Abstract

Background
For long coronary lesions, drug‐coated balloons (DCBs) might be an attractive alternative compared with drug‐eluting stents (DES); however, supporting evidence remains scarce.

Aims
To compare the efficacy of DCBs versus DES for treating long de novo coronary lesions.

Methods
REC‐CAGEFREE I was a non‐inferiority trial conducted at 43 sites in China, which randomized 2272 patients to paclitaxel‐coated balloon angioplasty with the option of rescue stenting or sirolimus‐eluting stents for treating de novo lesions, regardless of vessel diameter. In this pre‐specified subgroup analysis, patients were stratified by quantitative coronary angiography‐assessed lesion length into short (< 20 mm) and long (≥ 20 mm) groups. The primary endpoint was a device‐oriented composite endpoint (DoCE, including cardiovascular death, target vessel myocardial infarction, or clinically and physiologically‐indicated target lesion revascularization) at 3 years.

Results
2,223 (97.8%) participants with available angiograms were included, of which 302 (13.6%) had long lesions and 1921 (86.4%) had short lesions.
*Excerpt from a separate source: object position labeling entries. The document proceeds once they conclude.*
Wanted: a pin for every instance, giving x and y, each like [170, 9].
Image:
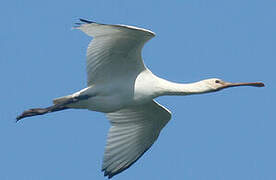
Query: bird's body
[120, 85]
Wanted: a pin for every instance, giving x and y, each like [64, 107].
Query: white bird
[122, 87]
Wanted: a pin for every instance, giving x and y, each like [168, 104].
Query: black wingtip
[86, 21]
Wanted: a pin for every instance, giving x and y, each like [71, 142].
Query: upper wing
[132, 133]
[115, 50]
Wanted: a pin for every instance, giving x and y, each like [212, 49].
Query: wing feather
[132, 133]
[114, 51]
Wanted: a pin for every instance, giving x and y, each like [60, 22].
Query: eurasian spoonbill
[122, 87]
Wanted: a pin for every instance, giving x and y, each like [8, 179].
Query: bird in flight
[121, 86]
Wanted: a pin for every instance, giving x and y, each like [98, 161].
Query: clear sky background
[221, 136]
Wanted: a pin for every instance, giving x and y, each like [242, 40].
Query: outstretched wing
[115, 50]
[132, 133]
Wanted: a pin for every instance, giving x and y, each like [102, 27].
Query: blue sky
[221, 136]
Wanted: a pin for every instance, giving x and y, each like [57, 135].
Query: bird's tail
[41, 111]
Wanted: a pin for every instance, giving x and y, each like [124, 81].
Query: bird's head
[216, 84]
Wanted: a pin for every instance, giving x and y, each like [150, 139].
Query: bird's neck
[172, 88]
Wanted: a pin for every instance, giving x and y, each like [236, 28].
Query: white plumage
[120, 85]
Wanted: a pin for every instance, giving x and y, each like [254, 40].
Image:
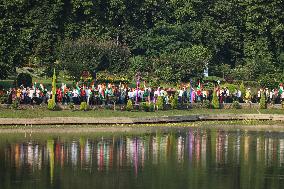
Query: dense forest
[169, 40]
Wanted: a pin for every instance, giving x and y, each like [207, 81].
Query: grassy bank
[38, 113]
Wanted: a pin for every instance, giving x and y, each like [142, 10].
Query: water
[185, 158]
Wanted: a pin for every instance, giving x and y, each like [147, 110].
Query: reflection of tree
[50, 147]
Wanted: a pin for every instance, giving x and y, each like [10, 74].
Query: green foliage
[170, 40]
[174, 102]
[262, 102]
[129, 105]
[51, 104]
[236, 105]
[215, 101]
[160, 103]
[90, 54]
[24, 79]
[84, 106]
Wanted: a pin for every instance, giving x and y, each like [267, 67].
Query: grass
[38, 113]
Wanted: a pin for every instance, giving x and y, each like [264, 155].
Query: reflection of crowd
[109, 93]
[107, 153]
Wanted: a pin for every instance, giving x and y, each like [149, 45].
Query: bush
[151, 107]
[206, 104]
[129, 105]
[215, 101]
[174, 102]
[24, 79]
[144, 106]
[84, 106]
[236, 105]
[262, 103]
[51, 104]
[160, 103]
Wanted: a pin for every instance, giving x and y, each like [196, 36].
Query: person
[88, 93]
[248, 96]
[180, 94]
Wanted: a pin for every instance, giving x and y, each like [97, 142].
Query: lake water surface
[176, 158]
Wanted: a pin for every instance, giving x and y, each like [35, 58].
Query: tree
[90, 54]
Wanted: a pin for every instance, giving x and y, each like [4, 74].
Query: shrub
[174, 102]
[129, 105]
[236, 105]
[144, 106]
[215, 101]
[262, 102]
[51, 104]
[84, 106]
[206, 104]
[24, 79]
[160, 103]
[151, 107]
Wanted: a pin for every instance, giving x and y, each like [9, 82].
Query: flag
[280, 91]
[53, 85]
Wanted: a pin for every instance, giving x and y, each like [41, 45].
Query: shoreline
[135, 129]
[138, 120]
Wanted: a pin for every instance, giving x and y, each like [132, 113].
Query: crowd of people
[103, 93]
At 3 years, DoCE occurred in 24/302 (8.0%) and 121/1921 (6.3%) patients in long and short groups, respectively. In the long lesions group, DoCE occurred in 14/121 (11.6%) and 10/181 (5.6%) in the DCBs and DES groups, respectively (HR IPTW : 2.46, 95% CI: 1.07–5.67, p = 0.034). In the short lesions group, DoCE occurred in 75/983 (7.7%) and 46/938 (4.9%) in the DCBs and DES groups, respectively (HR IPTW : 1.52, 95% CI: 1.03–2.22, p = 0.033). No significant interaction was observed between lesion length and DES/DCBs (P interaction = 0.460).

Conclusion
DCBs were associated with a higher risk of DoCE compared to DES for treating de novo lesions, regardless of lesion length.